Pediatr Transplantation 2012: 00: 000–000. © 2012 John Wiley & Sons A/S. Abstract: A 13‐yr‐old boy with recurrent acute myeloid leukemia underwent HSCT using cells from an unrelated donor who matched all HLA antigens except one. Forty‐two days later, the patient developed a steroid‐refractory hepatitic variant of liver GVHD with peak ALT and T.Bil values of 1406 mU/mL and 10.4 mg/dL, respectively.
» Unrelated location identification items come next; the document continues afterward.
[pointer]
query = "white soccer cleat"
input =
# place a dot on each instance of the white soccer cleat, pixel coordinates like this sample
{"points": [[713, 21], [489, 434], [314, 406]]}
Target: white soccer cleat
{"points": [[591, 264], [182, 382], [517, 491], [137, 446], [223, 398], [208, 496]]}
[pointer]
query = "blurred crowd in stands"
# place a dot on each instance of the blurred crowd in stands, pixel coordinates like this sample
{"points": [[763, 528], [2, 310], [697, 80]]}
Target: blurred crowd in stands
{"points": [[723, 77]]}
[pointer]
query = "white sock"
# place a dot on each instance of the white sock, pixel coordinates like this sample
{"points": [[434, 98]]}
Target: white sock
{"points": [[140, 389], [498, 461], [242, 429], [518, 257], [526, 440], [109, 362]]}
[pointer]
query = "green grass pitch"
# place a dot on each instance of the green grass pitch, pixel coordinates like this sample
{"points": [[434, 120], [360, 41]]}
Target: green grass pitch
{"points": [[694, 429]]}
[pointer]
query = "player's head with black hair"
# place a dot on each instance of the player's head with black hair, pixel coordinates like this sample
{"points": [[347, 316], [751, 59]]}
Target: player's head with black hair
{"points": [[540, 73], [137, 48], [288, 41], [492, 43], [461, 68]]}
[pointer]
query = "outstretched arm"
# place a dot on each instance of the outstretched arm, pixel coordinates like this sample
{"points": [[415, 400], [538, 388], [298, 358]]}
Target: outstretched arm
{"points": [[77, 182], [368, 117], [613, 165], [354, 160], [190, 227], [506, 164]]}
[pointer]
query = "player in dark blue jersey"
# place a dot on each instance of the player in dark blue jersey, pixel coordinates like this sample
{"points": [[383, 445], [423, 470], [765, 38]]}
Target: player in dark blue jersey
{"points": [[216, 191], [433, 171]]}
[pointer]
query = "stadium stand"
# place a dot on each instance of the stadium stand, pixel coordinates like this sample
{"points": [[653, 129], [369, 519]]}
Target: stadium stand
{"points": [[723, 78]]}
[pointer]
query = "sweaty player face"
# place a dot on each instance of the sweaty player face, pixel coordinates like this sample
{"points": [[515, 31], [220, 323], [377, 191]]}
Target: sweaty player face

He was successfully treated with pulse Cy (1000 mg/dose × one day) without a change in chimerism being observed or acquiring an infection. All immunosuppressant therapies could be discontinued 12 months after HSCT. Two yr after HSCT, the patient remains in CR without chronic GVHD. This single case report suggests that pulse Cy may be a promising therapy for steroid‐refractory GVHD, especially hepatitic GVHD, but needs to be further tested in clinical trials.